Several factors, including switchovers on the Supreme Court and the rhetoric of President Donald Trump in relation to mailed-in ballots, have been pointed to by analysts as signs that there may be a protracted post-election clash if the result is disputed. A move towards the perceived safety of the greenback, which can be easily traded in for ready cash, was not surprising in this context. However, there were also domestic factors at play in the UK. House prices in the country were revealed to have started rising again. According to one set of figures released by the lender and bank Nationwide, house prices were up 5% year on year in the last month. This surprised analysts, and went ahead of the predicted rate of 4.5%. However, it also beat the levels seen the month before – of 3.7%. The British government has instituted a reduction in the amount of stamp duty, or tax, that those purchasing a house have to pay. This is understood to have stimulated demand for property in the country.

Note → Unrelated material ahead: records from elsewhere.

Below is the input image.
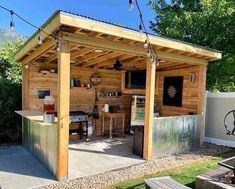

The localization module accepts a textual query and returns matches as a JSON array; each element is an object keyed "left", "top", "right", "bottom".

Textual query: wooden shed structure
[{"left": 15, "top": 11, "right": 222, "bottom": 180}]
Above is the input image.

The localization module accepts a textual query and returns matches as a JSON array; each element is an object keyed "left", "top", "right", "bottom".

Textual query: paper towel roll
[{"left": 104, "top": 104, "right": 109, "bottom": 112}]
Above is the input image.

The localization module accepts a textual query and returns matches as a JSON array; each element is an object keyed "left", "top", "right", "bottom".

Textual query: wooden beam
[
  {"left": 64, "top": 32, "right": 147, "bottom": 56},
  {"left": 21, "top": 39, "right": 56, "bottom": 64},
  {"left": 45, "top": 52, "right": 58, "bottom": 63},
  {"left": 143, "top": 59, "right": 156, "bottom": 160},
  {"left": 64, "top": 32, "right": 208, "bottom": 64},
  {"left": 84, "top": 52, "right": 123, "bottom": 67},
  {"left": 22, "top": 65, "right": 30, "bottom": 110},
  {"left": 61, "top": 12, "right": 222, "bottom": 60},
  {"left": 97, "top": 54, "right": 133, "bottom": 68},
  {"left": 56, "top": 36, "right": 70, "bottom": 180},
  {"left": 71, "top": 47, "right": 95, "bottom": 60},
  {"left": 198, "top": 65, "right": 207, "bottom": 146},
  {"left": 14, "top": 12, "right": 61, "bottom": 62}
]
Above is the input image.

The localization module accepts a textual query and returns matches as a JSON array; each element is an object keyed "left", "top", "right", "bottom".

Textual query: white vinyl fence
[{"left": 205, "top": 92, "right": 235, "bottom": 147}]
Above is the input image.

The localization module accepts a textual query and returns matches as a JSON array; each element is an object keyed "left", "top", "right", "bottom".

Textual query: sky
[{"left": 0, "top": 0, "right": 155, "bottom": 36}]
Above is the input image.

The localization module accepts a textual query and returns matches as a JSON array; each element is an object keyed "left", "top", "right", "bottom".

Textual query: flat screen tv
[{"left": 125, "top": 70, "right": 146, "bottom": 89}]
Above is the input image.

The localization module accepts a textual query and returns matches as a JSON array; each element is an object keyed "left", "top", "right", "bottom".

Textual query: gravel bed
[{"left": 40, "top": 143, "right": 231, "bottom": 189}]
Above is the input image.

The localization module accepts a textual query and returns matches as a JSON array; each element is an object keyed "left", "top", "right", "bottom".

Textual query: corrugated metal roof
[{"left": 58, "top": 10, "right": 222, "bottom": 53}]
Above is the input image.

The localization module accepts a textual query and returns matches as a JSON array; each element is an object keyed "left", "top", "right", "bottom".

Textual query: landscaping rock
[{"left": 37, "top": 143, "right": 231, "bottom": 189}]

The wider economic picture for the UK, however, remains uncertain – which could be a further reason why sterling traders were holding off making large moves to buy. One of the latest quarter-on-quarter figures for reductions in the size of the country’s gross domestic product in Q2 2020 now sits at 19.8%. Senior figures at the Bank of England have suggested that further economic declines could be on the way. On the dollar side, the US features heavily on the economic calendar in the coming days, with the country’s economy expected to be squarely in the spotlight. Thursday will see a personal incomes figure for August released from the US at 12:30pm GMT. Month on month, this looks set to be disappointing, with a change from 0.4% to -2.4% expected.
Initial jobless claims for last week will also be out in that time slot. This, however, is expected to show a slightly more upbeat perspective – with the figure expected to change from 870,000 to 850,000, meaning that fewer people are claiming out-of-work benefits. A similar decline is expected for the continuing jobless claims figure for the previous week. This will be out in the same time slot.